De la crise de 2008, on a retenu la faillite retentissante de Lehman Brothers et la fragilité du système financier international. La finance a pu tirer des leçons de cela en cherchant une plus forte robustesse des institutions et établissements financiers mais, il reste à savoir si le système financier est aujourd’hui assez solide pour pouvoir résister à une possible nouvelle crise.

 

Des risques liés aux réformes gouvernementales et à la situation macroéconomique occidentale…

 

La crise des subprimes a entraîné un marasme continu pour l’activité économique occidentale avec un recul plus prononcé en Europe, acculée par le surendettement des pays sud-européens également. Dès lors, les gouvernements et les banques centrales ont cherché à favoriser la reprise économique à travers différents canaux de transmission : politique budgétaire, conjoncturelle, etc. Une des stratégies a été d’abaisser les taux d’intérêt afin de favoriser une reprise de l’économie via la demande puisqu’une baisse des taux d’intérêt entraîne des taux d’emprunt plus faibles donc une offre de crédit moins rigide a priori. Ainsi, la FED a laissé les taux d’intérêt américains à un niveau quasi-nul de façon quasi-systématique quand la BCE a attendu cinq ans pour mettre en place une stratégie semblable. Cette politique monétaire a été renforcée par une politique non-conventionnelle de rachat d’actifs des établissements financiers appelée Quantitative Easing, permettant une plus forte liquidité sur les marchés financiers tout en intensifiant la circulation d’actifs financiers dans ces derniers. De facto, la sphère financière est dopée et un premier risque apparaît : le détachement de cette sphère à la sphère réelle qui mène à des bulles spéculatives et à des crises plus ou moins systémiques.

De plus, les taux d’intérêt faibles mènent à une frénésie de recherche de gains de la part des acteurs financiers dans un contexte difficile ce qui amène invariablement à la prolifération de « titres pourris » (junk bonds) à fort effet de levier. Ainsi, les entreprises risquées peuvent facilement emprunter à taux bas et cela renforce le risque systémique, notamment si on s’appuie sur l’évolution de tels titres sur les marchés financiers : on comptait 3,5 trillions de dollars de junk bonds entre 1998 et 2008 contre 8,7 trillions de dollars depuis 2009.

 

Outre la promotion de politiques conjoncturelles non-conventionnelles, les gouvernements ont opté pour des réformes salutaires en termes de robustesse des établissements financiers.
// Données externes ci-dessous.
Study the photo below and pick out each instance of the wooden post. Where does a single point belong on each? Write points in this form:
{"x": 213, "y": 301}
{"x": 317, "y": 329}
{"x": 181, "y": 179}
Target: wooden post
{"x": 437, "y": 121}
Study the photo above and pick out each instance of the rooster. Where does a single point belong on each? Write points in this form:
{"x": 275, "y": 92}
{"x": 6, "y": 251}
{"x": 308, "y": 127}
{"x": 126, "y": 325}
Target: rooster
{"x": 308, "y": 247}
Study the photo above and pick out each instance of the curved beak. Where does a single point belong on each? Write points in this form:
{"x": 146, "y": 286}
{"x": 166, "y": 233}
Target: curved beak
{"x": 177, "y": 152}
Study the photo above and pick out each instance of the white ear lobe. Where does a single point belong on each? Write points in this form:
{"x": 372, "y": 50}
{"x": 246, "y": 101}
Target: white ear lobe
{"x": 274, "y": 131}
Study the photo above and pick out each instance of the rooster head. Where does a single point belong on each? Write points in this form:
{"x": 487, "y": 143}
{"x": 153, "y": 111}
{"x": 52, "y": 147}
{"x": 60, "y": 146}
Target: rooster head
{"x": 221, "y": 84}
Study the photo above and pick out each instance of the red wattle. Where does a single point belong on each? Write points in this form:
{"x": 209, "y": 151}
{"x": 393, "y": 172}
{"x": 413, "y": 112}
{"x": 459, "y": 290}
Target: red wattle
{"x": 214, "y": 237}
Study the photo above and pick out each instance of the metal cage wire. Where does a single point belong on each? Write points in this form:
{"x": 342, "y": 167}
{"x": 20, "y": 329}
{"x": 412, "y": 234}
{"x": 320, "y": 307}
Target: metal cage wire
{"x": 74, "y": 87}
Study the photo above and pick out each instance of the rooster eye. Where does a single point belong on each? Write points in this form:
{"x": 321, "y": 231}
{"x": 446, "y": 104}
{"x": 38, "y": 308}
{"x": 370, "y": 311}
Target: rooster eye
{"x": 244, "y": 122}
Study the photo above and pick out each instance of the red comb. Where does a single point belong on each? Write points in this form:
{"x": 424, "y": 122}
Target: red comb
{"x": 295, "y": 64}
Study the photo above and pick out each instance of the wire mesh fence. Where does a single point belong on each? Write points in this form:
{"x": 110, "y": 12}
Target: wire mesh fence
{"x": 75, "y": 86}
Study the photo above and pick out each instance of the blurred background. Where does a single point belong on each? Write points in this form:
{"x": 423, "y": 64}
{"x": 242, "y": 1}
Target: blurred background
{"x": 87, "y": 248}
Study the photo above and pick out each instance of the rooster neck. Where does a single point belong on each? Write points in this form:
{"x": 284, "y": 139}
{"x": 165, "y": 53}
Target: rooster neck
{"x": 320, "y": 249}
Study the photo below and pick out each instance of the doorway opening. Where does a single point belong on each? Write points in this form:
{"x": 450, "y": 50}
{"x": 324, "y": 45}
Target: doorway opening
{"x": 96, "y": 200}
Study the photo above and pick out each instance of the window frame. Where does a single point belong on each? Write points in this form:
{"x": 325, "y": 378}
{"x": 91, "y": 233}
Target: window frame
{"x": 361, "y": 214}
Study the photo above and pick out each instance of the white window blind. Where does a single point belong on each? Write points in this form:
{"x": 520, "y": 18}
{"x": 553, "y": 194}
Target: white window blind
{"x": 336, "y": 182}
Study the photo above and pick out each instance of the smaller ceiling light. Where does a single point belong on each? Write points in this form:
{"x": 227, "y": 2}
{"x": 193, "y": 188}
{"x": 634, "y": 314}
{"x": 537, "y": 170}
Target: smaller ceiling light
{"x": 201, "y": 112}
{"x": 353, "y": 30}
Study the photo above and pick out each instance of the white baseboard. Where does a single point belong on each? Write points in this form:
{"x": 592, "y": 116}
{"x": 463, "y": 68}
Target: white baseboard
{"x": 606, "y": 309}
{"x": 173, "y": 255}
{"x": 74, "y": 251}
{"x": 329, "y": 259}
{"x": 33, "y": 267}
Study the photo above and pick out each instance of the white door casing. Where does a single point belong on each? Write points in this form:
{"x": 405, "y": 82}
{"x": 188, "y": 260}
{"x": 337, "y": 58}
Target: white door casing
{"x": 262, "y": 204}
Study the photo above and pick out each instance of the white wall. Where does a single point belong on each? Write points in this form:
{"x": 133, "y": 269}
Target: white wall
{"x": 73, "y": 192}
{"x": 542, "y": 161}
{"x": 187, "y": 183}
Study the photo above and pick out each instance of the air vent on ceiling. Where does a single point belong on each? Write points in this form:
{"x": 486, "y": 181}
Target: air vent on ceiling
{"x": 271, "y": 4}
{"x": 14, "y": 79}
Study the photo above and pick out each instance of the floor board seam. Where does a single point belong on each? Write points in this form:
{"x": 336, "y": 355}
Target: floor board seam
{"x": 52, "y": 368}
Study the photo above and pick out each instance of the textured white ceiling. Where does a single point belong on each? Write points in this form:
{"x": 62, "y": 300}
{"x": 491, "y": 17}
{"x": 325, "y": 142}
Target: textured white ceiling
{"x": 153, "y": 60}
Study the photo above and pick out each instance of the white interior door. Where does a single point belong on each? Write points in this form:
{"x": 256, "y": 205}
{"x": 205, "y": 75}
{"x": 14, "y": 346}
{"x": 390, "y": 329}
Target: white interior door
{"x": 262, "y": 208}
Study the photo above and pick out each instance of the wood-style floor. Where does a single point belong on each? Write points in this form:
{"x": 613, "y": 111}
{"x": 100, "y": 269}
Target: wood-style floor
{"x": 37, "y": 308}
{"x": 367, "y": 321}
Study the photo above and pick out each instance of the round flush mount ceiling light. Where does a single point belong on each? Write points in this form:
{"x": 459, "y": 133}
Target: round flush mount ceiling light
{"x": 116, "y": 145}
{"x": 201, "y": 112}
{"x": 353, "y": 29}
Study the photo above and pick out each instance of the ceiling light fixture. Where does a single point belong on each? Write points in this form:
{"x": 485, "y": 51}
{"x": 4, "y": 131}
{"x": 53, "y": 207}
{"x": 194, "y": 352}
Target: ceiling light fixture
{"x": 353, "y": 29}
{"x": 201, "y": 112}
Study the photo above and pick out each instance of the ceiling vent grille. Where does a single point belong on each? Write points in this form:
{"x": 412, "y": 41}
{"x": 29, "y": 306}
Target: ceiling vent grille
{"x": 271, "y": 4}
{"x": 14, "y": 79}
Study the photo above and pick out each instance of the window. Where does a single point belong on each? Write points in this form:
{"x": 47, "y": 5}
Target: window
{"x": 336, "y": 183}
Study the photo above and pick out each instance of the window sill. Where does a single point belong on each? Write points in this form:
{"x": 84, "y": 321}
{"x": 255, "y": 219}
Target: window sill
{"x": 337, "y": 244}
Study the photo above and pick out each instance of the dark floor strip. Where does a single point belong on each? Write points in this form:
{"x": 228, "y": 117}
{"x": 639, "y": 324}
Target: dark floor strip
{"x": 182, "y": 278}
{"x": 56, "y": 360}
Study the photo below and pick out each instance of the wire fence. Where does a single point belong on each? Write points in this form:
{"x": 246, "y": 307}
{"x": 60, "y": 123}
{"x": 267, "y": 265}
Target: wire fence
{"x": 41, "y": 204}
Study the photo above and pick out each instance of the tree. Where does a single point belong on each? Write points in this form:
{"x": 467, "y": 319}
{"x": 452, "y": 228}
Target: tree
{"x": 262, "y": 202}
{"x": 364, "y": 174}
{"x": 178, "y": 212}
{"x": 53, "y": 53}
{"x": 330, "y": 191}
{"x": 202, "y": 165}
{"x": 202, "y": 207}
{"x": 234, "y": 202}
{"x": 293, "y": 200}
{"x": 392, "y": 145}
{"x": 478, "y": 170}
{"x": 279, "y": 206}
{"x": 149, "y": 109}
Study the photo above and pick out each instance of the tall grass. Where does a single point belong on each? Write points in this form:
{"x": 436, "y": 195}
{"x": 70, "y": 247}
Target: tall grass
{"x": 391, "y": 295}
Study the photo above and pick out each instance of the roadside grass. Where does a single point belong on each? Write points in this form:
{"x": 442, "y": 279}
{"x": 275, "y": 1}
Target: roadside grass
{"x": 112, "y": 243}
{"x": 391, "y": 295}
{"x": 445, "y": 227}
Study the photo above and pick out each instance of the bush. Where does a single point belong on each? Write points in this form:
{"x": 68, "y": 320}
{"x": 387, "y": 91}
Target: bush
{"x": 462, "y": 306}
En effet, ils encouragent l’afflux de liquidités des filiales à la maison mère pour les banques tout en mettant en place des mécanismes de reconversion de titres financiers en equity pour apporter du capital frais en cas de stress financier. Ceci a permis d’établir une confiance stable au sein des marchés financiers avec des coûts d’emprunt faibles pour les grandes banques. Seulement, cette réforme louable mésestime le risque d’aléa moral de la part des banques [Roubini, 1999] : les grandes banques sont certaines d’être sauvées par les gouvernements et la banque centrale, ce qui favorise logiquement les prises de position risquées des établissements financiers. Seulement, cette croyance n’est pas systématique puisque rien ne dit que les institutions voudront sauver la banque en question (comme ce fut le cas aux Etats-Unis pour Lehman Brothers) ; in fine, le risque systémique est bien présent.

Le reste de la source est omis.